Корни всякой истины, исповедуемой в Церкви, согласно очерку «Всесвятая» Владимира Лосского, находятся во Христе, проявляют себя в Духе и скрываются вновь в Матери Господа как Хранительнице Предания и Откровения Сына. Лосский называет Церковь «расширением человеческой природы Христа», способной хранить в себе такую полноту Откровения, которую, будь она записана, весь мир не мог бы вместить. Лишь Матерь Божия, предызбранная для того, чтобы образовать или соткать тело Божие в Своем теле, осуществляет в Себе все, что сопряжено с непостижимым даром Воплощения, неотъемлемым от Богоматеринства. И все наши молитвы, славословия, упования исходят из лона Церкви-Марии, словно пробуждаясь в ее памяти.
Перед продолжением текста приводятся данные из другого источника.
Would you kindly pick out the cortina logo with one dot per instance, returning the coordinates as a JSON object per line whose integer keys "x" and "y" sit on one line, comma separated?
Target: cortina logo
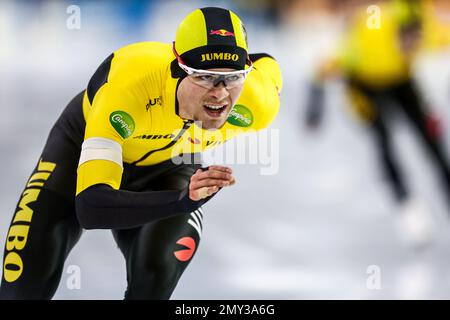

Церковь есть (и это «есть» всегда звучит как пожелание) устроение такого общения, которое возникает, когда люди собираются вместе ради «единого на потребу». Она есть то интимно-общее, в чем мы вдруг понимаем друг друга. «Бог в душе» живет и в ближней и дальней душе. Строй наших мыслей, наших ощущений схватывается воедино. И здесь уже – не «я в Боге» великих мистиков, но мы, узнающие себя друг в друге в общине вместе с другими. Не себя мы узнаем, но Его – непостижимое, вошедшее в выразимое, облекшееся в слова, пришедшее извне, из Предания. Всякий подлинный опыт о Боге – бесконечно личностен, но и неожиданно общинен. Тот малый луч, который пролагает свой путь в нас, исходит из единого, собранного в пучок Света; он в глубочайшем смысле кафоличен, но вместе с тем спрятан глубоко в нас и незрим. Общинно не только богословие, но и все то (покаяние, упование, ликование, даже и сомнение), в чем мы входим в соприкосновение с Богом. Не потому ли и сказано: не судите? Потому что немилосердный наш суд хочет погасить светлячок Божий в чужой душе, стирает тот след, по которому Бог сходит в человеческий мир и устрояет там это Свое «место».